E.  Summary and Conclusions

The French economic record has been much criticized by conservative media and politicians in the US, with France seen as a stagnant, socialist, state.  Overall GDP per capita has indeed grown faster in recent decades in the US than in France, averaging 2.0% per annum in the US vs. a rate of 1.5% in France.  While such a difference in rates might appear to be small, it compounds over time.
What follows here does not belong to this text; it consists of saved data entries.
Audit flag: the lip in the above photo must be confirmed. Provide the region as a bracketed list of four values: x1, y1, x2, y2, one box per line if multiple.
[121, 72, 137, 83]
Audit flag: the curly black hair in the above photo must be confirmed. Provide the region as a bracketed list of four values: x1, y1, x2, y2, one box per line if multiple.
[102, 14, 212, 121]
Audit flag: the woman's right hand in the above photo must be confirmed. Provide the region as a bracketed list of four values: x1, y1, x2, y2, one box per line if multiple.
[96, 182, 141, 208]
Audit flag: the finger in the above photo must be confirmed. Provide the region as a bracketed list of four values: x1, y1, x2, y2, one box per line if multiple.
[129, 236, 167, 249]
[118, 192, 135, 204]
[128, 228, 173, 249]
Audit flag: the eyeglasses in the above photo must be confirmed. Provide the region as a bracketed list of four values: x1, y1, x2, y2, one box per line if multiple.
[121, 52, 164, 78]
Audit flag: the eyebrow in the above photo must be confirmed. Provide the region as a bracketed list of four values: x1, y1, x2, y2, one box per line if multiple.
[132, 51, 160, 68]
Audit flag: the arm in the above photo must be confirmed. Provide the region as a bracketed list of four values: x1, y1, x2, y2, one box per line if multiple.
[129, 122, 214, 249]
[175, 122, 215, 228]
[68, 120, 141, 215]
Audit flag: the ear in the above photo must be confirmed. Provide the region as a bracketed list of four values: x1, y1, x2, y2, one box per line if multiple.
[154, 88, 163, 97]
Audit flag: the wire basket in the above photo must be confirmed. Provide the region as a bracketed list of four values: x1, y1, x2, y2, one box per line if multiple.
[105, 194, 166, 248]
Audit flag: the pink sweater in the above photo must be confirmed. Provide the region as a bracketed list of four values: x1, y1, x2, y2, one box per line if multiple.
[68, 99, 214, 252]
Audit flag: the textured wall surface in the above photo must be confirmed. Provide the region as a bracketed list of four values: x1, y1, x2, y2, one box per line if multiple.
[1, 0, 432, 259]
But the picture is quite different if one focusses on the bottom 90%.  This is not a small segment of the population, but rather everyone from the poor up to all but the quite well off.  Growth in average real income of this group was substantially faster in France than in the US since 1980.  While overall growth was faster in the US than in France, most of this income growth went to the top 10% in the US, while the gains were shared more equally in France.

Furthermore, when one takes into account social services, which are more equally distributed than taxable income and which are much more important in France than in the US, as well as leisure time, the real living standards of the bottom 90% have not only grown faster in France, but have substantially surpassed that of the US.

For those other than those fortunate enough to be in the top 10%, living standards are now higher, and have improved by more in recent decades, in France than in the US.